No joy in pulling the ATO’s tail

From
Peter Townsend

Peter Townsend

An SMSF trustee who objected to an ATO determination about a breach of a trustee’s covenant found himself disqualified as a trustee.

George Hart was a trustee of the Hart Superannuation Fund, a self-managed fund set up in 2003.

The auditor of the fund lodged a contravention report against the fund because George arranged for the fund to buy a property but did not put it in the fund’s name or, more precisely, the name of the trustees of the fund.  This is a breach of s.52(2)(d) of the SIS Act (the Act).
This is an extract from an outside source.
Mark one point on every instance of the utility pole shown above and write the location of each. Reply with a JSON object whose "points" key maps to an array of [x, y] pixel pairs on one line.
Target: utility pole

Having been notified of the contravention the ATO decided to audit the fund itself.  During its audit the ATO found that George had arranged for the fund to buy the property from George himself (and his then wife).  As the property wasn’t business real property this was another contravention.

So far that made it ATO 2 – George 0.

The ATO advised that it considered George should be disqualified as a trustee because of these contraventions and because George’s actions:

  • breached s.66 of the Act which prohibits a trustee from intentionally acquiring an asset from a related party,
  • breached regulation 4.09A which requires the trustee to keep money and assets of the fund separate from money and assets held by the trustee personally, and
  • breached regulation 13.14 which prohibits a trustee giving a charge over an asset of the fund.

S,126A of the Act permits the ATO to disqualify individuals if satisfied that they are not a fit and proper person to be a trustee.

The ATO invited George to put his side of the story and show why he shouldn’t be disqualified.

George manfully put his position to the ATO.

They were unconvinced and disqualified him from acting as the trustee of the fund … or in fact any super fund.

ATO 3 – George 0

George was affronted.  He pulled out his lawyer.

S.344 of the Act permits a person affected by a reviewable decision to request the Regulator [the ATO] to reconsider the decision.

His lawyer asked the ATO to reconsider its decision, pointing out the numerous arguments George had to defend his actions.

The ATO refused to change its decision.

ATO 4 – George 0

Faced with this outrageous attitude of the Regulator, George did what any red-blooded super trustee would do – he appealed to the AAT.

S.344(8) of the Act provides that applications may be made to the Administrative Appeals Tribunal for review of decisions of the Regulator (ie ATO).

But while George was gearing up for war with the ATO, they were gearing up for war with him.

Further investigations followed and by the time the matter came before the AAT the ATO had amassed roughly 20 contraventions of the Act that they could lay at George’s door including:

  • failure to lodge annual returns of the fund for four income years
  • failure to meet a condition of release (set out in Column 2 of Schedule 1 to the SIS Regulations) when paying monies out of the fund
  • providing financial assistance to relatives in contravention of s. 65 of the Act
  • breaching the in-house assets exception in s. 66(2A) of the Act
  • breaching the arm’s length requirements of s. 109 of the Act
  • having 5 members in the fund contrary to s. 17A(1) of the Act
  • failing to comply with SIS Regulations 504 and 506 to pay members minimum benefits when their interest in the fund has been forfeited and they ceased to be a member
  • failing to act in the best interests of all beneficiaries
  • breaching the sole purpose test

ATO 24 – George 0

Needless to say the AAT confirmed the ATO’s decision to ban George because he was not a fit and proper person.

ATO 25 – George 0

The moral of this story?  Not sure where to start really …

Because the state gives tax concessions in relation to the operation of superannuation they impose many rules to ensure the proper, lawful and prudent operation of superannuation funds.  They reserve the right to prevent those who don’t abide by those rules from being involved in superannuation administration.

Don’t take the rules lightly if you want to enjoy the concessions.